Secondly, the instance segmentation performed by a R-CNN could be more clearly defined in Figure 2. I suspect this architecture runs on the fused feature map (yellow rectangle) and before the start of the 3 final models in the rightmost section of the figure, but this is not clear. It seems the text for this topic (ex: lines 119/120) is clearer, but the figure could use a legend/text for this as well.
Finally, (and most critically) I would like to see in section 2.2.1 more discussion on dataset organization (training/validation/testing splits) and the chosen hyperparameters used in the various ML architectures. Starting in line 129, the authors have noted 8742 images in a training dataset. However, there is no discussion on subsequent validation or testing datasets needed for hyperparameter searches and result verification, respectively. It is not clear if the 8742 images were sliced into each of these splits, or if other images were used. Additionally, clarification on the validation split can give more confidence to readers that the optimal hyperparameters were discovered while clarification on the testing split would offer additional assurance to the integrity of any ML results.
With regard to hyperparameters, some seem to be discussed in lines 133 to 136, but it is not clear if this is an exhaustive list for the various architectures. If it is exhaustive, something to note this would be helpful. If a hyperparameter search was performed, discussion on what the search spaces were would be helpful for reproducibility. Perhaps a table on all of the chosen hyperparameters and their spaces would solve this all at once, even if in supplemental material or appendices etc.

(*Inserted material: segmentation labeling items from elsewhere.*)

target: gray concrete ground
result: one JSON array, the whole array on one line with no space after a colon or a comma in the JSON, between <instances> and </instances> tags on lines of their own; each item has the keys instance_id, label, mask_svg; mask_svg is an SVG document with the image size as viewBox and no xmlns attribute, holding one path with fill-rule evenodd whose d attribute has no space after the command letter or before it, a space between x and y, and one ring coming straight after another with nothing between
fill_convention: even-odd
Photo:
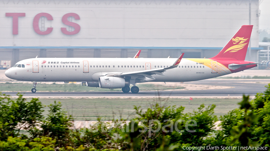
<instances>
[{"instance_id":1,"label":"gray concrete ground","mask_svg":"<svg viewBox=\"0 0 270 151\"><path fill-rule=\"evenodd\" d=\"M5 75L6 70L0 70L0 81L11 80L10 79ZM244 77L250 76L252 77L254 76L270 76L270 70L246 70L243 71L241 71L237 73L235 73L225 76L222 77Z\"/></svg>"}]
</instances>

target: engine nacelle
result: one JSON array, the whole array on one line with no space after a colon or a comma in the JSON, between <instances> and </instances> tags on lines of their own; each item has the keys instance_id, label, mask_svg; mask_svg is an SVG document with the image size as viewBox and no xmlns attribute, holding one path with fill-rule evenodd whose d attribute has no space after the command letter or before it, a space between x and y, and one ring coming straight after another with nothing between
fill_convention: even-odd
<instances>
[{"instance_id":1,"label":"engine nacelle","mask_svg":"<svg viewBox=\"0 0 270 151\"><path fill-rule=\"evenodd\" d=\"M116 89L129 87L129 80L118 77L100 77L98 79L99 87L101 88Z\"/></svg>"},{"instance_id":2,"label":"engine nacelle","mask_svg":"<svg viewBox=\"0 0 270 151\"><path fill-rule=\"evenodd\" d=\"M86 86L90 87L99 87L98 82L86 82Z\"/></svg>"}]
</instances>

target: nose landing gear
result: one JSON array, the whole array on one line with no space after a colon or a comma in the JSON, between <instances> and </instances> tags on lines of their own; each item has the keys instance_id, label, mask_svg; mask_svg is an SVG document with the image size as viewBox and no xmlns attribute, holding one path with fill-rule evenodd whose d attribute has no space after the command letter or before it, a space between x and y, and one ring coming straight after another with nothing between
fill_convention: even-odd
<instances>
[{"instance_id":1,"label":"nose landing gear","mask_svg":"<svg viewBox=\"0 0 270 151\"><path fill-rule=\"evenodd\" d=\"M32 90L31 90L31 91L33 93L35 93L36 92L37 92L37 89L36 89L36 87L37 84L37 82L36 81L32 81L32 83L33 84L33 86L34 87L34 88L32 89Z\"/></svg>"}]
</instances>

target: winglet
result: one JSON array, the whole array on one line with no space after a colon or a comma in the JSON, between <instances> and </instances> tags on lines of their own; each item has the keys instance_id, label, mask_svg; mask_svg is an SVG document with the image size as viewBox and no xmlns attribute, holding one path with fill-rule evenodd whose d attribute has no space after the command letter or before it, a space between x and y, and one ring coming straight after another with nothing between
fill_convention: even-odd
<instances>
[{"instance_id":1,"label":"winglet","mask_svg":"<svg viewBox=\"0 0 270 151\"><path fill-rule=\"evenodd\" d=\"M134 57L133 57L134 58L139 58L139 56L140 55L140 53L141 53L141 51L142 51L142 50L140 50L137 53L137 54L136 54L136 55L135 55L135 56L134 56Z\"/></svg>"},{"instance_id":2,"label":"winglet","mask_svg":"<svg viewBox=\"0 0 270 151\"><path fill-rule=\"evenodd\" d=\"M182 58L183 58L183 56L184 56L184 53L183 53L181 55L181 56L180 56L179 57L179 58L178 58L178 59L177 59L174 63L173 64L173 65L172 65L172 66L177 66L179 64L179 63L180 63L180 61L181 61L181 60L182 59Z\"/></svg>"}]
</instances>

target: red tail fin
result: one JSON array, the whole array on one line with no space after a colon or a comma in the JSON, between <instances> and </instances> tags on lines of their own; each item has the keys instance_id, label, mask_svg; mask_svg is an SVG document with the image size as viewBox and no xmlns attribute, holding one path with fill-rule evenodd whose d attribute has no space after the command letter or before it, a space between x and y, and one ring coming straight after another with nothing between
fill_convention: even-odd
<instances>
[{"instance_id":1,"label":"red tail fin","mask_svg":"<svg viewBox=\"0 0 270 151\"><path fill-rule=\"evenodd\" d=\"M253 25L243 25L218 54L210 58L244 60Z\"/></svg>"}]
</instances>

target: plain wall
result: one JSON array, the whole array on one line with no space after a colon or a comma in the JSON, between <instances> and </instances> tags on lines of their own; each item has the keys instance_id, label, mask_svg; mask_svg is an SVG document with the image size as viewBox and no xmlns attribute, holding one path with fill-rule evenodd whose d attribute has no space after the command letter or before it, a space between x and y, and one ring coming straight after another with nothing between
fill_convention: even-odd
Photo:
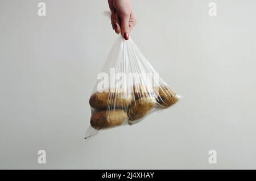
<instances>
[{"instance_id":1,"label":"plain wall","mask_svg":"<svg viewBox=\"0 0 256 181\"><path fill-rule=\"evenodd\" d=\"M1 169L256 169L255 1L132 1L131 37L184 98L88 141L89 98L118 36L107 1L44 0L45 17L40 2L0 0Z\"/></svg>"}]
</instances>

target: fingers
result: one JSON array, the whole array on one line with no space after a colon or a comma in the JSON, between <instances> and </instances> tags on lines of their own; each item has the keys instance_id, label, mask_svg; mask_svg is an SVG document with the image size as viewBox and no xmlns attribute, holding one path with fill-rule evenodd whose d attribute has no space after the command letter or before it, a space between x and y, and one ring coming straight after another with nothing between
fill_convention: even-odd
<instances>
[{"instance_id":1,"label":"fingers","mask_svg":"<svg viewBox=\"0 0 256 181\"><path fill-rule=\"evenodd\" d=\"M130 16L125 15L121 17L121 34L123 38L128 40L129 39L129 20Z\"/></svg>"},{"instance_id":2,"label":"fingers","mask_svg":"<svg viewBox=\"0 0 256 181\"><path fill-rule=\"evenodd\" d=\"M117 34L120 33L121 31L121 19L118 15L116 13L115 15L115 23L114 24L115 31Z\"/></svg>"},{"instance_id":3,"label":"fingers","mask_svg":"<svg viewBox=\"0 0 256 181\"><path fill-rule=\"evenodd\" d=\"M136 25L136 18L133 13L130 16L123 15L120 18L117 13L111 15L111 24L112 28L117 34L122 34L123 38L127 40L129 39L129 33L133 27Z\"/></svg>"}]
</instances>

Comment #2: The results highlighted in figure 8 (also lines 299 to 308) showing the differences between the disdrometer and HailCam hail size distributions (HSDs) seem to have a lot of potential important implications. A widely accepted mathematical estimate for HSDs is the gamma distribution (for example see doi: https://doi.org/10.1175/1520-0469(1987)044<1062:ATPROT>2.0.CO;2), so both systems showing a decreasing exponential is curious. Some further discussion noting the lack of this distribution may be warranted, even if it is just to acknowledge that the sample size of 2 events may not be large enough to see it.
It is also curious that although both systems show a negative exponential (and no statistically significant differences), the disdrometer has an increase in probabilities around the 8 mm mark, which is a characteristic of a gamma distribution. Is there perhaps something more happening? Such as the HailCam’s under sizing bias coming into play or melting effects in the 60 second interval the HailCam processes in (perhaps hinted at in line 381 of conclusions)? I note that the authors included lots of discussion highlighting that the differences between HailCam and the disdrometer may be associated with mechanical differences between the devices, however, a few extra more detailed sentences acknowledging the potential for further biases could be helpful, especially when, for example, the authors state somewhat competing assertions in lines 308 to 310 and lines 313 to 316:
“This discrepancy suggests that the disdrometer's velocity-based classification algorithm may be misidentifying larger raindrops or graupel particles as hail, whereas HailCam's imaging-based segmentation strictly enforces morphological criteria for solid-phase identification.”
“Despite the visual divergence in distribution shapes, particularly the disdrometer's enhanced probabilities in the 7–12 mm range, the cumulative distribution functions are sufficiently similar that the observed differences may plausibly arise from sampling variability rather than systematic measurement bias.”
Technical Corrections:
Once again, great work! I look forward to the final version of the manuscript.